Seed text → Predict next word

Probability distribution of possible next words.

Read input (does not have to be purely text, could be any input including sound, images).

Helpful is input and output are real numbers; as therefore can do calculus and gradients.

Lookup Table

Create a lookup table, associating each word with others words in the same context, such as in the same sentence.
- Encode the position of a word in the context.
- Are there nouns at specific positions?
- For each word, are there any adjectives in certain positions, in front of the word?
Determine what is the probability of that word being the next word, from the list of possible words.
Use back-propagation to adjust weights.

Weights = which words are associated with other words.

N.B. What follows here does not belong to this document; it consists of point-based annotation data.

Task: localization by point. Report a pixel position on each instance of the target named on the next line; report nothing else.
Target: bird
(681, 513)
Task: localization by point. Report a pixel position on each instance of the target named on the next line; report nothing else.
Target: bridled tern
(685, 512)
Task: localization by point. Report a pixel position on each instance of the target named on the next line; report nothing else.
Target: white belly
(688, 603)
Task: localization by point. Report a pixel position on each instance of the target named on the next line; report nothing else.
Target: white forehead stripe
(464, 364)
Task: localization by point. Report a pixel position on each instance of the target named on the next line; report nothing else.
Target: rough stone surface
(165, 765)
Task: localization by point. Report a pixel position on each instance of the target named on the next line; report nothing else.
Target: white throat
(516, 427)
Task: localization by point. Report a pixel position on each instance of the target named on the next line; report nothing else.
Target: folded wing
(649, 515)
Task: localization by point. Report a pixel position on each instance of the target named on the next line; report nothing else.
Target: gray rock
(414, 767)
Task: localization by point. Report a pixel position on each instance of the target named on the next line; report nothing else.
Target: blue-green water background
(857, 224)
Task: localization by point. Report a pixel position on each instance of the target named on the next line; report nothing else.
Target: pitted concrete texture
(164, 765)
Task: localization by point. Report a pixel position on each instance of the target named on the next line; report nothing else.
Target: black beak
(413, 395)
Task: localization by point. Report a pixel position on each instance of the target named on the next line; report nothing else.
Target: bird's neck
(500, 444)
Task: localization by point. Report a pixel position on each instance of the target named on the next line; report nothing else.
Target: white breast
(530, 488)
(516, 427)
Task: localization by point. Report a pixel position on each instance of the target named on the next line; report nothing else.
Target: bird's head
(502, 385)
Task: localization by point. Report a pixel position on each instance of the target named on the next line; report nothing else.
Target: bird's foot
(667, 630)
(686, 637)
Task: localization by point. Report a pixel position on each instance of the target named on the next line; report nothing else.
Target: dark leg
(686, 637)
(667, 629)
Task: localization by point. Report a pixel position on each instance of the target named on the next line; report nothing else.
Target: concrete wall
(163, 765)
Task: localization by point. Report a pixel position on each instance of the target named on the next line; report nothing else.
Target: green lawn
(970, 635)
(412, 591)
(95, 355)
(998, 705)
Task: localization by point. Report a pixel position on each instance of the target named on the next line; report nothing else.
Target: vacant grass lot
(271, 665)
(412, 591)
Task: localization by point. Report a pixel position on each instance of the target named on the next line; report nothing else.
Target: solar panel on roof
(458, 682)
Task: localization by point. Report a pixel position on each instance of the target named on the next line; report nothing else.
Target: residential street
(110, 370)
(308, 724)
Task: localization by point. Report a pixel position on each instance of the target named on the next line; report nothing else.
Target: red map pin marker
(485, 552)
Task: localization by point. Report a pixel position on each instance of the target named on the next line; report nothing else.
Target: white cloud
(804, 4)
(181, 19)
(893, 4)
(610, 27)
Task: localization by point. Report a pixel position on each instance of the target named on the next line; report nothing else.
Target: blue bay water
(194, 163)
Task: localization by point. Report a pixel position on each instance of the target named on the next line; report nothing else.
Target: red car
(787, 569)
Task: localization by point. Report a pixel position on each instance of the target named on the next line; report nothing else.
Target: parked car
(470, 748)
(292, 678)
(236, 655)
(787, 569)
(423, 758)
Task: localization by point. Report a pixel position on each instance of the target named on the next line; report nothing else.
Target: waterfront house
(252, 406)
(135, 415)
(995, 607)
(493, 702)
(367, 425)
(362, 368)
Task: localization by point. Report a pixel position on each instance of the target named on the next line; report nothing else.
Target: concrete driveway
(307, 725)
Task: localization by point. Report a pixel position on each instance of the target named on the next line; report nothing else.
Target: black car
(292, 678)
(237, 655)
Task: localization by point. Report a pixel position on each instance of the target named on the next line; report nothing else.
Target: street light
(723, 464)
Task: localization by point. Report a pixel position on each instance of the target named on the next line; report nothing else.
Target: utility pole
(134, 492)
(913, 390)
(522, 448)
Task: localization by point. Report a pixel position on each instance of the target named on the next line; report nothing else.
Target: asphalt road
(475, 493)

Bigger numbers matter more.
Smaller numbers are unrelated; matter less.
Use dot.product; as cheaper
- v1 * w1 = v1w1
- v1w1 + v2w2 + v3w3 = dot.product
  - Measures whether this points in the same direction.
    - Positive value means it points (aligns).
    - Zero means it is perpendicular (unrelated).
    - Negative value means it is opposit.

Activation

Use softmax
- Converts weights to all be between zero and one; and add up to one.

Aim for low cost; in determining the next word.

cost formula is: cost = -log(probability).
- A low cost, close to zero, is where the probability is closer to one.
- A low probability (i.e. not predicting the next word), increases cost very steeply.
There is a cost per word, but same applies to entire network.
- Cost of entire network will be sum or avg of each word cost.